By Tal Roded & Peter Slattery
As artificial intelligence continues to progress and improve, its role in scientific discovery is becoming increasingly central. At the recent MIT FutureTech Workshop on the Role of AI in Science, leading researchers, technologists, and policymakers gathered to explore how AI is rapidly transforming scientific process—from accelerating research cycles to uncovering novel insights across disciplines. Researchers also presented on potential pitfalls and limitations with AI, such as the over-concentration of AI development among a few entities and the explosion of AI-generated content. The discussions provided a nuanced look at AI’s potential, its current limitations, and the fundamental shifts it is producing in scientific research. In this short article we summarize a few of the talks.
One of the most prominent themes of the workshop was how AI is reshaping the pace and scale of scientific discovery. Across fields such as materials science, drug discovery, and robotics, AI-driven tools are not just optimizing existing research workflows but also enabling entirely new forms of inquiry. Foundation models for science - similar to large language models but trained on domain-specific data - are now helping researchers generate hypotheses, design experiments, and even automate aspects of laboratory work.

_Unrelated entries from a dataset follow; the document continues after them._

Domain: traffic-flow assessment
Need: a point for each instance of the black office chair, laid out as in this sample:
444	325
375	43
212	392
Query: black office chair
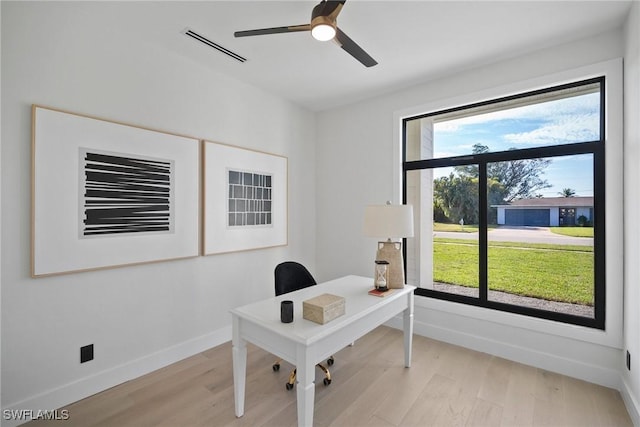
291	276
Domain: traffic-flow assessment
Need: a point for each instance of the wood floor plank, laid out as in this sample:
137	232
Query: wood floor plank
445	386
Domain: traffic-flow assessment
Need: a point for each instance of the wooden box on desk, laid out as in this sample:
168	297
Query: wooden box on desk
323	308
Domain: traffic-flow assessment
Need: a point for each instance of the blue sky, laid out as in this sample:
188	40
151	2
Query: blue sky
566	120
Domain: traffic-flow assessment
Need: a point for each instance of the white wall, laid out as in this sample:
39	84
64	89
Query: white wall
139	318
631	378
360	157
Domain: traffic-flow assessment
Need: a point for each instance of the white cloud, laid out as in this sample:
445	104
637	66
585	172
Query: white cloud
564	120
560	129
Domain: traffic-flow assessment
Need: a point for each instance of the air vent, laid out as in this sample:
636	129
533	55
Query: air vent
216	46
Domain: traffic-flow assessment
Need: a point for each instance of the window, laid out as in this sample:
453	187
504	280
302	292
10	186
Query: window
508	196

FutureTech also presented research revealing disparities between industrial and academic usage of these large foundation models, calling into question the available resources for academics. In his talk “Strengthening and democratizing the U.S. Artificial Intelligence Innovation Ecosystem through the National AI Research Resource Pilot”, Varun Chandola shared progress on the establishment of The National Artificial Intelligence Research Resource (NAIRR), an NSF project to open up access to AI infrastructure for all types of researchers, further integrating AI’s role in research pipelines. Such a resource would enable academics to expand the scope of their scientific research and better take advantage of the developments in Generative AI currently being led by industry.
Speakers emphasized AI's increasing abilities not only to identify patterns in existing, complex datasets but also to actively contribute to the formulation of new theories and empirics.Examples included self-improving AI models that refine their predictions through iterative learning and AI agents that assist in autonomous experimentation, reducing the time required to test and validate new theories. Ross King presented on the potential for a robot scientist in his talk, “The automation of science”, reporting on AI that could originate, develop, execute, and iterate on its own experiments.
With AI taking on a more active role in discovery, the role for human scientists in the research process is evolving and may even cease to exist if AI supplants scientists and human oversight cannot keep pace. In the current state however, AI is assisting researchers to interact with data, design experiments, and interpret results. Workshop discussions highlighted the increasing importance of human oversight, particularly in defining meaningful research questions and ensuring AI models align with rigorous scientific standards. As AI systems become more autonomous, the challenge will be to maintain human intuition and creativity as central elements of the scientific process.
Despite AI’s great potential, workshop participants identified several hurdles that must be addressed. Bias and data quality remain critical concerns, as models trained on incomplete or unrepresentative datasets can lead to misleading conclusions. Rada Mihalcea's talk “The Uneven Access to Knowledge”, shared findings that LLMs which are trained on unrepresentative datasets perform poorly in lower resource languages and on cultural context-dependent questions. Additionally, while AI can accelerate many aspects of research, there are limits to its ability to generate new knowledge that extends beyond existing data. Addressing these challenges will require interdisciplinary collaboration between AI developers, domain experts, and policymakers to establish best practices for the responsible use of AI in scientific research.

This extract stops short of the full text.